Open src/word_frequency_estimation.py and adjust:

  • CORPUS_PATH – path to your COCA (or other) corpus file.
  • SAMPLE_SIZES – a list of token counts for the subsets you want to analyse (e.g. [1_000, 10_000, 100_000, 1_000_000]).

3. Run the script

spark-submit src/word_frequency_estimation.py

The script will:

  1. Load and clean the corpus (lowercasing, punctuation removal, tokenisation).
  2. Compute global word frequency counts.
  3. Draw random subsets of various sizes and compute their frequency distributions.
  4. Print summary statistics and simple comparisons between sample and full‑corpus frequencies.
  5. Illustrate Good‑Turing style frequency‑of‑frequencies counts to motivate discounting for rare words.

Example Screenshots

These are some screenshots from my original coursework showing the outputs I received throughout my work.

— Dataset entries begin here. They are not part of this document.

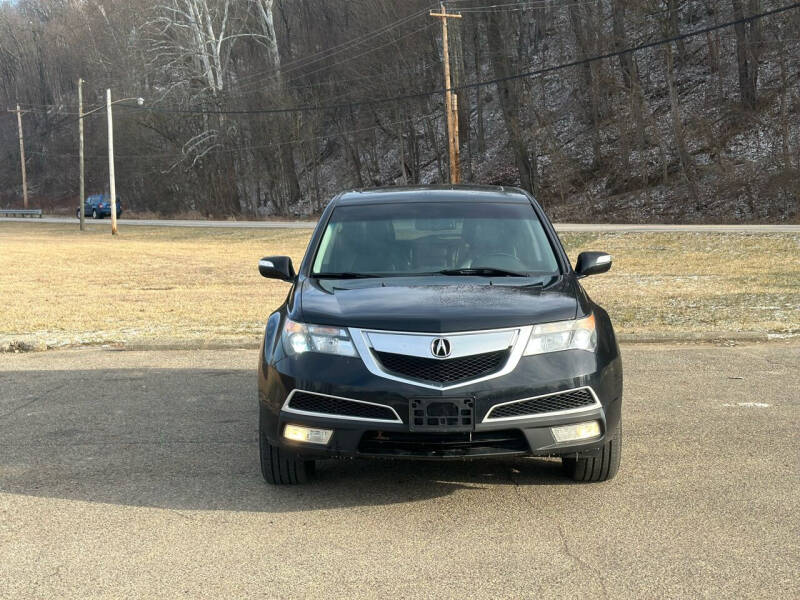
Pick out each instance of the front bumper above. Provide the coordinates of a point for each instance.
(527, 435)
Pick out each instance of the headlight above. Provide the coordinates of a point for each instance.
(579, 334)
(299, 338)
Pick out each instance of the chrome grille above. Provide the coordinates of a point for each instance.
(443, 371)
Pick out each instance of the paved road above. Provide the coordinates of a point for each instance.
(133, 474)
(563, 227)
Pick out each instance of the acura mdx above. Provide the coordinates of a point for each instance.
(438, 322)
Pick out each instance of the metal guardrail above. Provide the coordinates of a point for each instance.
(21, 212)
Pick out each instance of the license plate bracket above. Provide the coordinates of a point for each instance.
(441, 414)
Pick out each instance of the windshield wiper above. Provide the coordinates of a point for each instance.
(483, 272)
(343, 275)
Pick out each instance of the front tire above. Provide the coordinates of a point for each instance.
(281, 467)
(596, 468)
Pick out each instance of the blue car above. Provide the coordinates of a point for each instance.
(99, 206)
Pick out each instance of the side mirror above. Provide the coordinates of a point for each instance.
(276, 267)
(592, 263)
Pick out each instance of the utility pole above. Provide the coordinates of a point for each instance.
(112, 184)
(450, 99)
(22, 157)
(80, 151)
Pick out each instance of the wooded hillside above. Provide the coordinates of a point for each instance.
(259, 107)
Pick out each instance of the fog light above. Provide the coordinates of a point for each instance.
(307, 434)
(576, 431)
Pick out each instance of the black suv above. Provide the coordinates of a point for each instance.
(437, 323)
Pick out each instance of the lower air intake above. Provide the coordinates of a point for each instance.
(442, 445)
(570, 400)
(340, 407)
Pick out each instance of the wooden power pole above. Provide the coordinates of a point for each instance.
(82, 187)
(22, 157)
(450, 99)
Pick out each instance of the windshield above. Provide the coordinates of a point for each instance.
(426, 238)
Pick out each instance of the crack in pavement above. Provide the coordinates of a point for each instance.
(564, 544)
(31, 400)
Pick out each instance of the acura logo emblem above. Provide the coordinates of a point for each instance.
(440, 347)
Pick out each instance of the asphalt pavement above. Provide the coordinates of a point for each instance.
(135, 474)
(561, 227)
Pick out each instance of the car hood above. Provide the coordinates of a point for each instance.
(436, 304)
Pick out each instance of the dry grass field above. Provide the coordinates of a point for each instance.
(60, 287)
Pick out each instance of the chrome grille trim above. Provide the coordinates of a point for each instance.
(288, 409)
(518, 337)
(488, 418)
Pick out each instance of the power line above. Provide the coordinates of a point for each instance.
(478, 84)
(299, 63)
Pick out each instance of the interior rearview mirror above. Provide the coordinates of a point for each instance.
(276, 267)
(592, 263)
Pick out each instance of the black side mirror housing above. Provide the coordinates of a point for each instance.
(277, 267)
(592, 263)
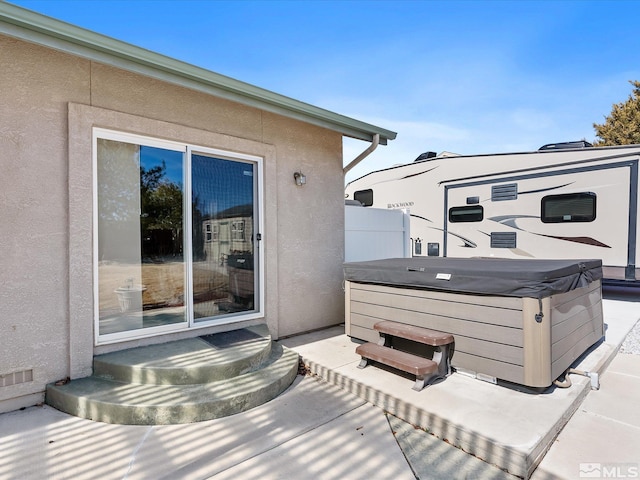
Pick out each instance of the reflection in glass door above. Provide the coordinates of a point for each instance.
(141, 269)
(176, 237)
(223, 216)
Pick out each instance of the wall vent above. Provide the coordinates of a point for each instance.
(508, 191)
(503, 239)
(8, 379)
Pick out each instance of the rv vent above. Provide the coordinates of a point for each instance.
(508, 191)
(8, 379)
(503, 239)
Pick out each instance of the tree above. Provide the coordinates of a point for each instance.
(622, 126)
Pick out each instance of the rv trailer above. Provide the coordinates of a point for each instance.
(564, 201)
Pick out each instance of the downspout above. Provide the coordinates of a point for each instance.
(374, 144)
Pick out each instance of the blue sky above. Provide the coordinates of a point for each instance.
(460, 76)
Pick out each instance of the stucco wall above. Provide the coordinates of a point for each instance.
(48, 98)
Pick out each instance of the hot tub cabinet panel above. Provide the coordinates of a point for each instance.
(497, 336)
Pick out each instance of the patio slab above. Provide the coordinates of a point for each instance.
(505, 426)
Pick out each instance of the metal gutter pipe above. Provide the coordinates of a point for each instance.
(374, 144)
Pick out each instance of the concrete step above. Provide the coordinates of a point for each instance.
(196, 360)
(154, 402)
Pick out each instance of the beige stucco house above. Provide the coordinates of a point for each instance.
(114, 161)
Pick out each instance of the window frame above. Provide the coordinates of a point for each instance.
(568, 218)
(188, 149)
(472, 219)
(368, 191)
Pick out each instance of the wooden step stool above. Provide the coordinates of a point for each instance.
(426, 370)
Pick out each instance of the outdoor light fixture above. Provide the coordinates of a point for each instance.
(300, 178)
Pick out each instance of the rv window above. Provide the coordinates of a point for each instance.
(471, 213)
(572, 207)
(365, 197)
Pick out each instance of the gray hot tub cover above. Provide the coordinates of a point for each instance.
(481, 276)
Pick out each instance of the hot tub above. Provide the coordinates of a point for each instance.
(523, 321)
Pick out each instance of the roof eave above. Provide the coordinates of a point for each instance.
(46, 31)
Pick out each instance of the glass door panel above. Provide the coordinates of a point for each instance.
(223, 218)
(141, 269)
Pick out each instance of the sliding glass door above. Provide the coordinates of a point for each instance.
(176, 232)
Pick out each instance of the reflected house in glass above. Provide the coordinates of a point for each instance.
(153, 201)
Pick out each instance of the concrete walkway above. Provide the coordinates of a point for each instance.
(316, 430)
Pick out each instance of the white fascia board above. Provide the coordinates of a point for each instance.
(46, 31)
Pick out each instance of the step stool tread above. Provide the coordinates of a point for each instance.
(417, 334)
(407, 362)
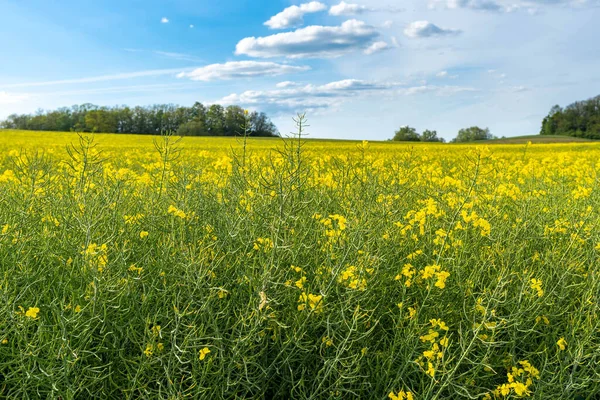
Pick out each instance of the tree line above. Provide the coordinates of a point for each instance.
(474, 133)
(197, 120)
(580, 119)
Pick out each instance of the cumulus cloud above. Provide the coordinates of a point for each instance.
(286, 84)
(484, 5)
(319, 97)
(425, 29)
(344, 8)
(507, 5)
(293, 16)
(377, 47)
(348, 9)
(240, 69)
(311, 42)
(11, 98)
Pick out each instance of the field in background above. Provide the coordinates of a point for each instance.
(203, 268)
(538, 139)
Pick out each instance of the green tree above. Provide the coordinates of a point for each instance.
(215, 120)
(473, 134)
(430, 136)
(234, 120)
(407, 134)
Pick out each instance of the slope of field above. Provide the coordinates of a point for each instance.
(141, 267)
(539, 139)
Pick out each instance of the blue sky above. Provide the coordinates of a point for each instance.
(360, 68)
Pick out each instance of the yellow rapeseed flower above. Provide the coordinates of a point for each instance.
(203, 353)
(32, 312)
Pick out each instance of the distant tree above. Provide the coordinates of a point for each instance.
(580, 119)
(473, 134)
(192, 128)
(407, 134)
(234, 120)
(100, 121)
(261, 125)
(215, 120)
(197, 120)
(430, 136)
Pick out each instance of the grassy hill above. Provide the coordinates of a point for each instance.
(539, 139)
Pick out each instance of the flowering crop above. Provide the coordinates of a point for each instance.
(216, 268)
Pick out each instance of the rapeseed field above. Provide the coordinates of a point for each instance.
(224, 268)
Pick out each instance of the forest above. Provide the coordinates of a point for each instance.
(198, 120)
(580, 119)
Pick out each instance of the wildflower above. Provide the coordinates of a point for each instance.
(300, 282)
(402, 395)
(313, 301)
(203, 353)
(430, 369)
(536, 284)
(133, 268)
(263, 301)
(32, 312)
(148, 351)
(441, 279)
(176, 212)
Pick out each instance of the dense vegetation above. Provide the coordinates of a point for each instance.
(197, 120)
(216, 268)
(410, 134)
(472, 134)
(580, 119)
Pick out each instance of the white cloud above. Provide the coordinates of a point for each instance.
(240, 69)
(286, 84)
(312, 41)
(531, 6)
(344, 8)
(293, 16)
(377, 47)
(483, 5)
(11, 98)
(347, 9)
(320, 97)
(425, 29)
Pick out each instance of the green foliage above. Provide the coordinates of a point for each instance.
(187, 121)
(217, 268)
(473, 134)
(407, 134)
(580, 119)
(430, 136)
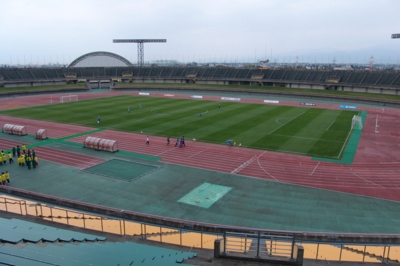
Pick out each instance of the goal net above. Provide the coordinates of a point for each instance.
(356, 122)
(69, 98)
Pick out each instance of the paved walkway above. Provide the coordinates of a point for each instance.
(224, 199)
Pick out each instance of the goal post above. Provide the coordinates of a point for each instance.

  1. Dataset Pre-processing Steps

    Screenshot

    Output showing successful completion of Data Cleaning and Tokenization

  2. Raw Frequency Count

    Screenshot

    Top 20 most frequent words from the 10,000-word subset

  3. Good-Turing Discounting

    Screenshot

    output displays how often different word frequencies occur, supporting Good-Turing smoothing logic

  4. Comparison with Baseline Distribution (using Cosine similarity)

    Screenshot

    Terminal output showing cosine similarity scores across sample sizes

  5. Visualisation

    plot

    Cosine similarity of sample word distributions vs. baseline


Notes

  • For reproducibility the script uses a fixed random seed when sampling.
  • You can extend the script to produce plots (e.g. log‑rank vs log‑frequency to illustrate Zipf's law).
  • The code is purposely written in a clear, step‑by‑step style, reflecting its origin as part of an assignment on machine learning with big data tools rather than a production library.

About

A coursework-style project from my MSc Machine Learning on Big Data (University of East London), using PySpark to compute word frequency distributions on a large English corpus (~9.5 million words) and to compare frequency estimates from small samples against the full dataset.